A Rogowski coil senses AC current.
This is a current transformer, and transformers couple...
This is certainly a transformer (one magnetic circuit, with two or more
windings), but 'current transformer' implies a high coupling (nearly 1),
and a low impedance on the secondary, both of which do not apply here.
Why can a coil no just be in parallel with a wire and measure current?
[as in, a helical coil with the helix axis parallel to the primary wire]
The coupling in a Rogowski coil comes from the inner semicircle parts
being close to the sensed wire, while the outer semicircle of the wire
is farther away. Both semicircles are roughly parallel to the sensed wire, so they couple, but the inner half couples more strongly than the
outer half. Thus, the positive coupling on the inside and negative
coupling on the outside do not quite cancel entirely. The 'return' wire is not parallel to the primary, and its path inside the R-coil is
insensitive to the current being measured.

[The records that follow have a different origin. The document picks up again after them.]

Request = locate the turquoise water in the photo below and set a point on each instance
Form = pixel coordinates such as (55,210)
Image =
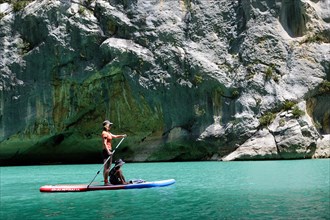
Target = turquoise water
(209,190)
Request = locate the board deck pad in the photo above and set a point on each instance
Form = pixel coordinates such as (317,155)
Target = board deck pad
(92,187)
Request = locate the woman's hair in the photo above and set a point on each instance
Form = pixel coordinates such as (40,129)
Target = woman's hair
(105,123)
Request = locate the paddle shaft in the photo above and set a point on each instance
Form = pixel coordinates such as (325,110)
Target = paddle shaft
(106,162)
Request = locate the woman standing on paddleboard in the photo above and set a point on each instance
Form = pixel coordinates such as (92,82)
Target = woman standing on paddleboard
(106,152)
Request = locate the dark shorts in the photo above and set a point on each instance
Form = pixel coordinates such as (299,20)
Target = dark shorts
(105,154)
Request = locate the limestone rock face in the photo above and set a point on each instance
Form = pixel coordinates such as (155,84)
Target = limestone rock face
(186,80)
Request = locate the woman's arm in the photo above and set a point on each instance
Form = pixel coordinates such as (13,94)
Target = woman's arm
(119,135)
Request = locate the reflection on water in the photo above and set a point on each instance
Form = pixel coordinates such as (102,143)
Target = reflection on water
(210,190)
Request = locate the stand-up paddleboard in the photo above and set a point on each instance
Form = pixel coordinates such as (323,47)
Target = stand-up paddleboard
(86,187)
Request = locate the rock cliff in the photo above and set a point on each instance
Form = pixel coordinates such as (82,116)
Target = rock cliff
(184,79)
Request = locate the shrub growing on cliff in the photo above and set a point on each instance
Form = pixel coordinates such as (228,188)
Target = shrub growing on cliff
(19,5)
(297,112)
(267,119)
(325,87)
(288,105)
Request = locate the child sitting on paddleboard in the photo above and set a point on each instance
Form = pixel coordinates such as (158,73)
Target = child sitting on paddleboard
(107,137)
(116,176)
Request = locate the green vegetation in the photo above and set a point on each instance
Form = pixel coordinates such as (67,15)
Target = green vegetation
(235,93)
(267,119)
(288,105)
(198,79)
(269,72)
(25,47)
(19,5)
(81,10)
(282,122)
(297,112)
(324,87)
(316,38)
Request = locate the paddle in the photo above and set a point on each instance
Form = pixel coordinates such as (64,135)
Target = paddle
(106,162)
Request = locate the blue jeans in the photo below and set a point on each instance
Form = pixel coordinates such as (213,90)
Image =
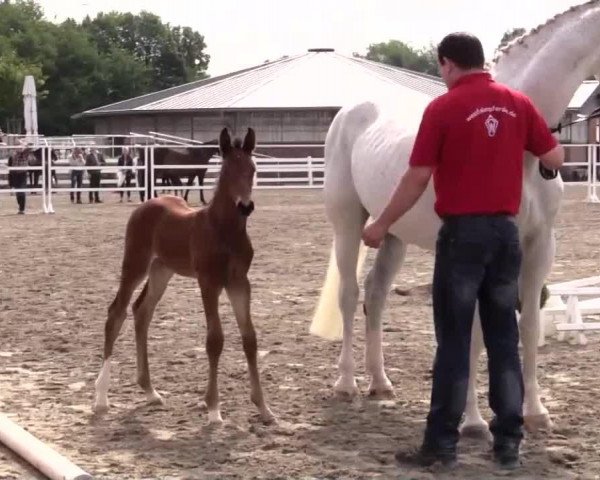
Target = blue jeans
(478,258)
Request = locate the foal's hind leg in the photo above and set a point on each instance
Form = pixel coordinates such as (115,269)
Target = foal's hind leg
(239,296)
(143,309)
(131,277)
(377,285)
(214,347)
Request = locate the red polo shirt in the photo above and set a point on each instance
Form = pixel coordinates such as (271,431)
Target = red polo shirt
(474,137)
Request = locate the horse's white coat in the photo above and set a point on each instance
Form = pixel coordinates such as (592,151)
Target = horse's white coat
(367,151)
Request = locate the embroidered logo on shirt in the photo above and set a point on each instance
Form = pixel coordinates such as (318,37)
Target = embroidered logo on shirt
(491,125)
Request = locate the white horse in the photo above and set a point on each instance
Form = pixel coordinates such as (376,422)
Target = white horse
(366,153)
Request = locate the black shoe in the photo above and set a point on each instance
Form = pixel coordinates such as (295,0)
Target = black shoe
(426,457)
(506,455)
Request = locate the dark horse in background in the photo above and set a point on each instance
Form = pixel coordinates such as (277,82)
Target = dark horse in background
(36,161)
(171,156)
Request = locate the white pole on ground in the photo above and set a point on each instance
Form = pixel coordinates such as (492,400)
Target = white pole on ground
(49,462)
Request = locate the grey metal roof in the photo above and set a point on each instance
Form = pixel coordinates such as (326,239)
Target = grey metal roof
(319,78)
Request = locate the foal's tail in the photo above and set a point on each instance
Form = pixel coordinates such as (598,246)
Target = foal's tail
(327,321)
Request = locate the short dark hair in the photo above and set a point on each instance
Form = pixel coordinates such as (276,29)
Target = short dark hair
(464,49)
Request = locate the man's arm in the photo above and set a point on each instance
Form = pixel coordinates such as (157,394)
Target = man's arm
(541,142)
(553,159)
(412,185)
(423,160)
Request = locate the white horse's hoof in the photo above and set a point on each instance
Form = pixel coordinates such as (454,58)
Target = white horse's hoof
(478,431)
(214,417)
(346,388)
(382,392)
(381,389)
(534,423)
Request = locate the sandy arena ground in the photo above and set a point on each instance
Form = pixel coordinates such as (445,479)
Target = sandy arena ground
(58,275)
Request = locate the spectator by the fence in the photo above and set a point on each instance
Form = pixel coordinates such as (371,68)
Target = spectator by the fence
(77,161)
(18,178)
(141,177)
(95,159)
(126,174)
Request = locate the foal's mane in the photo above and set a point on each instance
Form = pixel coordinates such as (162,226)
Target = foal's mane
(522,40)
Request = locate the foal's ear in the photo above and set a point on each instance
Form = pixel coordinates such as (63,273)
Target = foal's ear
(249,141)
(225,142)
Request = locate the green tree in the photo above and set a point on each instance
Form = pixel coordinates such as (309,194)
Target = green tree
(173,55)
(509,36)
(399,54)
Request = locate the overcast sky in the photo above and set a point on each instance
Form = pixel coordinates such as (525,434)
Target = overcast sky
(242,33)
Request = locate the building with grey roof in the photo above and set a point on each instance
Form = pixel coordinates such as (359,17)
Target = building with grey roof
(288,101)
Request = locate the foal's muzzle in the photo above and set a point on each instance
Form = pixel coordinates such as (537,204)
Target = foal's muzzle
(246,210)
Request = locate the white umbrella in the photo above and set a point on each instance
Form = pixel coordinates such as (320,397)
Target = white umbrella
(30,107)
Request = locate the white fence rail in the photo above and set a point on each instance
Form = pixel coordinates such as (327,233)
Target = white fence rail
(582,167)
(271,172)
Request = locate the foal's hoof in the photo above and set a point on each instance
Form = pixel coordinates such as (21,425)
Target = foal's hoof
(100,405)
(267,417)
(534,423)
(154,398)
(100,408)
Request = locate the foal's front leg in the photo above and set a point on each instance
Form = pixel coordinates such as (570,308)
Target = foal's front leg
(214,347)
(239,296)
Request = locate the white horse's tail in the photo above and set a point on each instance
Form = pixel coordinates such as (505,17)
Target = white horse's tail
(327,320)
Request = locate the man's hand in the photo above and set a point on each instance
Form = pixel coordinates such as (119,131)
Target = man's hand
(373,234)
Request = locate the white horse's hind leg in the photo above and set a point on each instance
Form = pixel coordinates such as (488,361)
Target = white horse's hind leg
(347,244)
(538,255)
(473,424)
(377,285)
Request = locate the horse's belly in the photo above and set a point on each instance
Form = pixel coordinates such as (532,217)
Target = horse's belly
(379,159)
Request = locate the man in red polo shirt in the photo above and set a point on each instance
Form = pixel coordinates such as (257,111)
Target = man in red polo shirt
(472,139)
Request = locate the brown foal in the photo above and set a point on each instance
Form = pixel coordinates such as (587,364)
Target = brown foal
(164,237)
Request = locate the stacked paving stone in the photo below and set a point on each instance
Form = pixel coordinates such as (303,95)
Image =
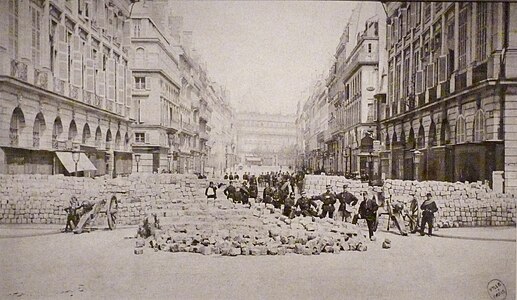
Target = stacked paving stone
(230,229)
(43,198)
(460,204)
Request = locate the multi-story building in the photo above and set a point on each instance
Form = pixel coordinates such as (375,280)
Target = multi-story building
(266,139)
(172,91)
(222,145)
(312,123)
(352,84)
(156,90)
(64,85)
(451,94)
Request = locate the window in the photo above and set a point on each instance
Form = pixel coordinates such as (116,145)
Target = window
(427,11)
(481,35)
(137,28)
(495,27)
(461,133)
(479,126)
(463,37)
(140,83)
(13,28)
(36,26)
(418,9)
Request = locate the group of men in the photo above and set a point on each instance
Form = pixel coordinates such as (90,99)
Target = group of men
(279,191)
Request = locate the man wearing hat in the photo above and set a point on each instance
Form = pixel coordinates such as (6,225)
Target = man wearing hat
(346,201)
(329,199)
(211,192)
(428,208)
(229,191)
(288,205)
(306,205)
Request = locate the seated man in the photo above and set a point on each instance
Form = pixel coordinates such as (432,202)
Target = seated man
(306,206)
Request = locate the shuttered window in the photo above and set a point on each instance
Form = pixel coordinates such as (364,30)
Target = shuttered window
(13,28)
(36,39)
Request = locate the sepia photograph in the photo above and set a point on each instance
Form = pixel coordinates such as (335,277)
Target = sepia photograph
(261,149)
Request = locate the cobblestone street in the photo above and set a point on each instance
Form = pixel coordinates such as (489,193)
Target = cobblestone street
(459,262)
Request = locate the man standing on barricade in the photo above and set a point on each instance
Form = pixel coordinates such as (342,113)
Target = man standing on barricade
(428,209)
(229,191)
(305,206)
(346,201)
(329,199)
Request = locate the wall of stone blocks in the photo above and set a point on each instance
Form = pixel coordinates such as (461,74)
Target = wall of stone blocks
(42,199)
(460,204)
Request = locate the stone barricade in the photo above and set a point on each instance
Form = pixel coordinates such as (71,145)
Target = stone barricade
(228,229)
(460,204)
(42,199)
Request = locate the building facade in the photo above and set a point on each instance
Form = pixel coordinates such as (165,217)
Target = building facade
(451,92)
(266,139)
(64,85)
(312,123)
(172,92)
(352,84)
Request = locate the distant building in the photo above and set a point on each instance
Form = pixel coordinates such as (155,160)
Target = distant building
(352,84)
(266,139)
(64,85)
(451,92)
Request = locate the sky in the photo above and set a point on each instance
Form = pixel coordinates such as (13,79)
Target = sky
(268,54)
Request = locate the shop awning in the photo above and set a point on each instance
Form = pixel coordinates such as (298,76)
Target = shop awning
(84,163)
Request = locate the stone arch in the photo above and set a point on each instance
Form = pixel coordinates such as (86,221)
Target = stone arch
(57,130)
(388,139)
(86,134)
(98,137)
(411,139)
(421,137)
(403,136)
(38,129)
(16,126)
(118,140)
(108,139)
(432,141)
(140,54)
(72,131)
(445,133)
(479,128)
(461,130)
(126,141)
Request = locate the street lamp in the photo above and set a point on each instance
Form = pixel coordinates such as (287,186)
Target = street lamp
(76,155)
(169,156)
(345,154)
(370,167)
(416,159)
(137,159)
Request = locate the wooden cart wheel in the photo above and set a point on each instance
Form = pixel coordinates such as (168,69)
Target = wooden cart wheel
(111,212)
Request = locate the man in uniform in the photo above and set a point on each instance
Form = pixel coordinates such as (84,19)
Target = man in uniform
(267,194)
(346,199)
(245,193)
(368,210)
(413,214)
(288,206)
(229,191)
(428,209)
(305,206)
(329,199)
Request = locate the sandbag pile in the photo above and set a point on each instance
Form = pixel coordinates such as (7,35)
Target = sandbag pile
(231,230)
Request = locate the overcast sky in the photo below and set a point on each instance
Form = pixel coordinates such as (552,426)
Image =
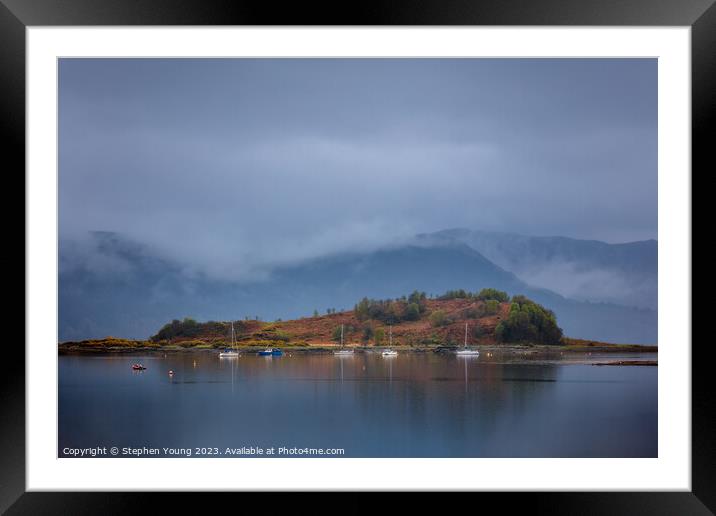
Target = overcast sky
(230,164)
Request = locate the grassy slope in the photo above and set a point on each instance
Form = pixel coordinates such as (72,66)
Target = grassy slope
(317,332)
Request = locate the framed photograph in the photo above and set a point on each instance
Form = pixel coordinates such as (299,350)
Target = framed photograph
(436,250)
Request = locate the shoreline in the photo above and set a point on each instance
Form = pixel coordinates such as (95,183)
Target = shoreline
(494,354)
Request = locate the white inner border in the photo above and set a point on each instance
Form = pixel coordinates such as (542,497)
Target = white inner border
(671,470)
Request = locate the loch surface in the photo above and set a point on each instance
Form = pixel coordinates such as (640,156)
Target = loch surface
(412,405)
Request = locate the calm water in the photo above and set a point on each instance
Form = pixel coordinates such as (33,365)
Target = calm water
(412,405)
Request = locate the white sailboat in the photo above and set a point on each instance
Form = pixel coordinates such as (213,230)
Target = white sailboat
(465,351)
(390,352)
(233,352)
(343,351)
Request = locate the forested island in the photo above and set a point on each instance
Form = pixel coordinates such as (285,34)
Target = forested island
(486,318)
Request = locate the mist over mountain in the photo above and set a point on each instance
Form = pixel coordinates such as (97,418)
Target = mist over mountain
(587,270)
(109,285)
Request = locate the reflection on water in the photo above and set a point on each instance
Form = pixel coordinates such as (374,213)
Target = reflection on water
(411,405)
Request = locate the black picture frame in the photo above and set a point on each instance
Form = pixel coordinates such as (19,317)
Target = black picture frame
(16,15)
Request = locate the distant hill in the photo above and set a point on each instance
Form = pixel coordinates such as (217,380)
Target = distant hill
(587,270)
(436,322)
(111,286)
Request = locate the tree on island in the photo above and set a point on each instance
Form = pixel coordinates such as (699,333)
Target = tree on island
(529,322)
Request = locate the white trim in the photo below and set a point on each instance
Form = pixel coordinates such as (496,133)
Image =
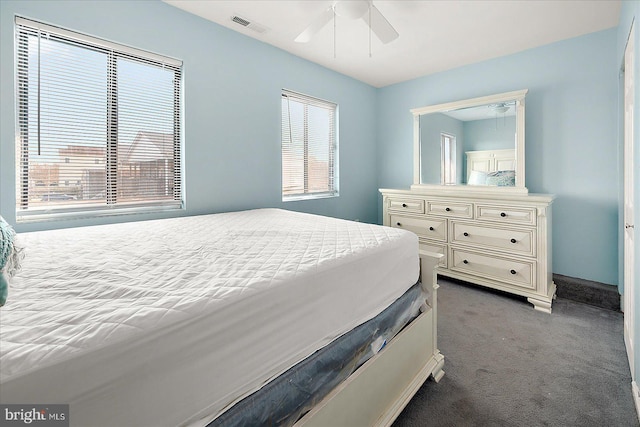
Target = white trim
(636,397)
(489,99)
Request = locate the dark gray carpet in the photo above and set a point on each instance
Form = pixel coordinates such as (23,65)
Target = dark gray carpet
(509,365)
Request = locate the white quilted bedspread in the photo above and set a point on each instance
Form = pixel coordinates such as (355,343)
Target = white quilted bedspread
(165,309)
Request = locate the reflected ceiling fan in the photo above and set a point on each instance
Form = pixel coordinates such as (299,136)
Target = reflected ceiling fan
(352,9)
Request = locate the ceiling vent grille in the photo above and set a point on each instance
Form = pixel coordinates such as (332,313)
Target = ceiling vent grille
(248,24)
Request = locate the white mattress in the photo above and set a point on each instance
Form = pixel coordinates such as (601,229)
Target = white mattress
(170,321)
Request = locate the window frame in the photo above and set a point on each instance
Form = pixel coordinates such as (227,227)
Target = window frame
(333,148)
(26,28)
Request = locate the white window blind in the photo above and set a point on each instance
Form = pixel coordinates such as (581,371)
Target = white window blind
(309,147)
(98,125)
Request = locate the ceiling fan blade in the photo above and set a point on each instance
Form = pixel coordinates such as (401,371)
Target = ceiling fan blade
(380,26)
(315,26)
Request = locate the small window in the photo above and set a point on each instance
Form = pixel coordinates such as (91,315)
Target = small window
(448,151)
(102,118)
(309,147)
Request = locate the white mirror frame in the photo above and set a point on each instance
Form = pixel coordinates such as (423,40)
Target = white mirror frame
(518,96)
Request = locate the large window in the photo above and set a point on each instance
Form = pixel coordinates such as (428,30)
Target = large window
(98,125)
(309,147)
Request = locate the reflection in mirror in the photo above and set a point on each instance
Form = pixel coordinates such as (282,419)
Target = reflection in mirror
(471,143)
(476,142)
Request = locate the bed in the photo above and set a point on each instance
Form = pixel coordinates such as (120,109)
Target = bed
(491,167)
(179,321)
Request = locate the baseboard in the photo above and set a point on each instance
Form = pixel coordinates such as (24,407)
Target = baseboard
(587,292)
(636,397)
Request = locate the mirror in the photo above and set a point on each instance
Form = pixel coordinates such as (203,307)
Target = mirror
(474,144)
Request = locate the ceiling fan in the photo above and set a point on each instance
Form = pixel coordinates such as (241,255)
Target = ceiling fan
(352,9)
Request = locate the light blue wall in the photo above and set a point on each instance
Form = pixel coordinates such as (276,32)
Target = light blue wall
(232,107)
(232,121)
(490,134)
(431,128)
(630,12)
(571,148)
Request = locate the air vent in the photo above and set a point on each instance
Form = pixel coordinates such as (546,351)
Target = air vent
(240,21)
(248,24)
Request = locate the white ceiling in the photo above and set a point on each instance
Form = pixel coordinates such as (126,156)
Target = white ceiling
(434,35)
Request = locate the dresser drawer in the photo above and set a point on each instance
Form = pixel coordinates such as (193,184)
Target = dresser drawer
(430,228)
(506,215)
(434,247)
(405,205)
(518,273)
(512,240)
(454,210)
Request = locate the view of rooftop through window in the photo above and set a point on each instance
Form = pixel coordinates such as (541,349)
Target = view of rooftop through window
(96,127)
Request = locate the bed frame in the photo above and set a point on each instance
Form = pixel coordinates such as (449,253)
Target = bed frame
(379,390)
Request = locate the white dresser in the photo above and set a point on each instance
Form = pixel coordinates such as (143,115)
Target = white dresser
(502,241)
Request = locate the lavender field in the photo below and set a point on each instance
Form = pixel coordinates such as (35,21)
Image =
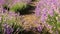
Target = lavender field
(29,16)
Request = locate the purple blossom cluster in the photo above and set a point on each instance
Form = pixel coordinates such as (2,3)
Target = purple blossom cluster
(45,7)
(7,29)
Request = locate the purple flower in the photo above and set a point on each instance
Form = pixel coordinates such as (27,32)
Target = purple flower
(7,29)
(39,28)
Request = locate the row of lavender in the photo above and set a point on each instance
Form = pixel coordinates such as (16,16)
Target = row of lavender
(47,12)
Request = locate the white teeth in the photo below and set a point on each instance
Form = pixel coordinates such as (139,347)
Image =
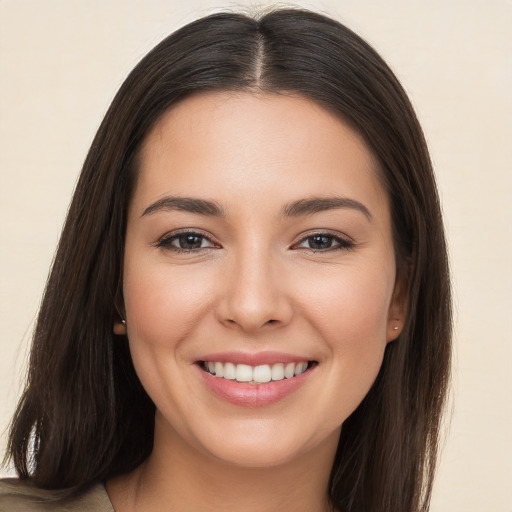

The coupling of the R-coil is
determined by that coil geometry without regard to the return wires
going to the integrator. The 'helix-in-parallel' would have coupling
due to the wires from the ends
of the solenoid as they are routed to the integrator. Coiling (other
than as it moves the wire path closer/farther from the primary) of
the solenoid is not productive.
The R-coil does NOT have full flux coupling, so an open circuit
on the Rogowski coil only loads the primary winding with the
same series inductance (maybe a microhenry per meter) as any wire in
space; a closed circuit on the Rogowski coil would only change
that by a few parts per million.
The EMF in the Rogowski coil is produced as a side effect of
the self-inductance of the primary wire. Using the side-effect
means one can measure with no significant energy cost.